The book begins with a presentation of four case scenarios. Each highlights different aspects of the complex issues arising from efforts to prevent intellectual disability. From there, a series of chapters covers the topics of the definition of intellectual disability, the epidemiology of intellectual disability, general issues in the prevention of intellectual disability, prenatal diagnosis and screening, and genetic counseling. These chapters set the groundwork for the following two chapters, which are to some degree less didactic in nature; rather, they focus much more on philosophical discussion.

First, the question of why intellectual disability should be prevented is considered, and the author critiques a handful of the major arguments in favor of prevention. Arguments include those made with eugenic goals—such as goals aimed at removing "abnormal" genes from the human genome—those asserting the medical abortion of such fetuses to be an extension of Nature's own proclivity to abort fetuses with congenital aberrations, which is termed "fetal-wastage" in this text. Other major arguments are those considering the burdens—primarily the economic ones, which are the easiest to quantify—borne by both families and society as a result of intellectual disability, and those considering the quality of life of intellectually disabled individuals.

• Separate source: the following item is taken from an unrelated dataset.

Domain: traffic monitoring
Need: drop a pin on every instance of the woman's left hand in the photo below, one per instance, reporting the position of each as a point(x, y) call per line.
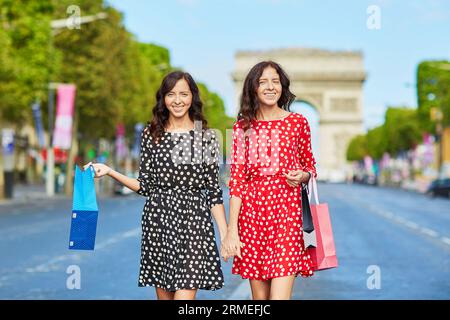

The next chapter deals with the issue of the "moral status" of people with intellectual disabilities. Moral status is defined as "a means of specifying those entities towards which we believe ourselves to have moral obligations" ( 1 ). In this chapter, the author highlights the how the ethical implications of preventive efforts are affected by the degree to which intellectually disabled individuals are considered to have moral status that is equivalent to that of the unimpaired.

Finally, in the concluding two chapters, the ethical principles developed in the preceding chapters are applied. First, the author considers them in the context of three diagnoses associated with intellectual disability: Down syndrome, fragile X syndrome, and aspartylglucosaminuria, an autosomal recessive lysosomal storage disease that is most common in Finland. Second, the author returns to the four cases presented at the beginning of the book, utilizing them to highlight the most salient points and his conclusions.

The book reads as more of an ethical and philosophical discussion than as a medical text or reference book. Overall, I found it to be very readable and thought provoking. The author does an exceptional job of breaking down and defining concepts as they come up, which made it feel quite accessible to someone with a medical and clinical, rather than philosophical, background. In addition to people who work primarily with people with intellectual disabilities, this book would likely be of interest to those who work in child mental health.